MedSkillAudit: Domain-Specific Audit Framework for Medical Research Agent Skills
Source: HuggingFace Daily Papers (2026-05-07) Paper: arXiv 2604.20441 · HF Raw: raw
TL;DR
Agent skills are now deployed as modular, reusable capability units. Medical research skills need safeguards beyond general-purpose evaluation. MedSkillAudit is a layered, pre-deployment audit framework that scored 75 medical research skills across five categories against two human experts. System-expert agreement (ICC = 0.449) exceeded the human inter-rater baseline (0.300), and 57.3% of skills fell below the Limited Release threshold. Protocol Design showed the strongest agreement (ICC = 0.551). Academic Writing showed a negative ICC (-0.567), revealing a structural rubric-expert mismatch.
Why it matters
This is the first audit framework specifically targeting agent skill release readiness, not agent capability or agent safety. Skills are reusable units. A bad skill scales linearly with deployment. The 57.3% rejection rate at the Limited Release threshold is the data point that matters: the majority of skills audited under this framework would not have been deployed had the framework been applied.

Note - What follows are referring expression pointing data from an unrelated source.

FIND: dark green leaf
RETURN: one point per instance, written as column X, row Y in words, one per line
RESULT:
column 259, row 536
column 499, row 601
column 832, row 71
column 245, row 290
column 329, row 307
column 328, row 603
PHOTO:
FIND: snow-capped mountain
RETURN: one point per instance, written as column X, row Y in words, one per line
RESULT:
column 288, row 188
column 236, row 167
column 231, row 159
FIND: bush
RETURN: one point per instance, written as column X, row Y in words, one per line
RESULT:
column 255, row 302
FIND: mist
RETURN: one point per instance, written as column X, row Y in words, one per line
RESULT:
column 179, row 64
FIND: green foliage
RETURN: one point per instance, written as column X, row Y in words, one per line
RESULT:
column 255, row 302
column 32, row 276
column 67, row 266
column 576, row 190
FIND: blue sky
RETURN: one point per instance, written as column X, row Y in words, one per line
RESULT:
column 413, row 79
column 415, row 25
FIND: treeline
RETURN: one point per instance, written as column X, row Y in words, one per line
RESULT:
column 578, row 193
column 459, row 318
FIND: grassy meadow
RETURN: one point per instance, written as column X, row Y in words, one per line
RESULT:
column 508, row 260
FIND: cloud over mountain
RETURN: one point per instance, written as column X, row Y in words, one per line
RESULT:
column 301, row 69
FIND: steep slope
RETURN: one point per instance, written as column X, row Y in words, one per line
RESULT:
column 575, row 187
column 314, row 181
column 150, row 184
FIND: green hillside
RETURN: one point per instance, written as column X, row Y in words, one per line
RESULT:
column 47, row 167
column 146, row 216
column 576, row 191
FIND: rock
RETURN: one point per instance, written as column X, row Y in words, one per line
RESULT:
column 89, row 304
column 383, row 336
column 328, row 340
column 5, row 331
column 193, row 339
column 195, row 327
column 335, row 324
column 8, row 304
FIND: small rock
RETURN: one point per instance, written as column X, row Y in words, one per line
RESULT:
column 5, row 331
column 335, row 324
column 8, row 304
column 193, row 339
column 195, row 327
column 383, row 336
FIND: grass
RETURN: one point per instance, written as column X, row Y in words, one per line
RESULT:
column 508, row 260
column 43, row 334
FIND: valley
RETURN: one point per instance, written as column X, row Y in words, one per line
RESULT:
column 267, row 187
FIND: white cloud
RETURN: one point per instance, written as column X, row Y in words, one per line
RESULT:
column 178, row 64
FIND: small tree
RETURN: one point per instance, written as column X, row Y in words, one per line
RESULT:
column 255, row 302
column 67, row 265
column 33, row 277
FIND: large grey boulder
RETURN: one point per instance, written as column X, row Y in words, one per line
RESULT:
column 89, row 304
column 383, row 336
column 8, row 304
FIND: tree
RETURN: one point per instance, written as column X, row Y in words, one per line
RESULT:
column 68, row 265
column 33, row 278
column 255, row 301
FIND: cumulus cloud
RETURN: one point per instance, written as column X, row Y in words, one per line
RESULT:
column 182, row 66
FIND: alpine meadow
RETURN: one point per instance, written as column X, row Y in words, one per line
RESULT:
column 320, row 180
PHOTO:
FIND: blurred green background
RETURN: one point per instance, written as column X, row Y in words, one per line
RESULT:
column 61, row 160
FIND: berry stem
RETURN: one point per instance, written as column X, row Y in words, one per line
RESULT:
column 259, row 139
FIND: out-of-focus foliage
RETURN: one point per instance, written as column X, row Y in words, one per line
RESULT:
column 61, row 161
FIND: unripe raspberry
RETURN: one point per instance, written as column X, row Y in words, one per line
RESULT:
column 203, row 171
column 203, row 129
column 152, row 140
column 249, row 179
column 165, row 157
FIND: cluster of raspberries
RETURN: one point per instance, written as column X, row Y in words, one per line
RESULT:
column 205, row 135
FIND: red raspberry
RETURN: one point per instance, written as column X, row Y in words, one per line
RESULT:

The Academic Writing negative ICC is the more interesting finding. When a rubric and human experts disagree systematically, the rubric is measuring a different construct than the experts are. For high-stakes generative tasks like academic writing, rubric-based audit may be structurally inadequate. This is a useful negative result that the broader skill-audit community needs to hear.
Connections
Pairs with the Marcus production-agent security study (05-06). Marcus measured what goes wrong after deployment (91% tool-chaining vulnerability, 89.4% goal drift). MedSkillAudit measures what should be caught before deployment. Together they form a deployment-pipeline gate: pre-deployment audit (MedSkillAudit) plus post-deployment monitoring (the kind that the Marcus paper argues is missing).
Connects to Ctx2Skill (05-05). Ctx2Skill builds skills via self-play; MedSkillAudit gates skills at release. The pipeline implied by both papers: self-play generates candidate skills, audit framework filters before release, production monitoring catches what slips through.
The negative-ICC finding intersects the wiki's tracking of rubric-expert mismatch in evaluation. ProgramBench (05-06) saw 0% on every model. AcademiClaw (05-05) saw 55%. PhysicianBench (05-05) saw 46%. The mismatch tightens at the high end of difficulty and at the open-ended end of task type. Academic Writing is open-ended; the negative ICC is consistent with the broader pattern.
Research angle
A skill-audit framework that adapts its rubric to the negative-ICC categories is missing. The paper identifies the failure (Academic Writing rubric-expert mismatch) but does not propose a remediation. A natural next step: replace the rubric with a structured human-in-the-loop scoring protocol for the categories where rubric-expert agreement fails.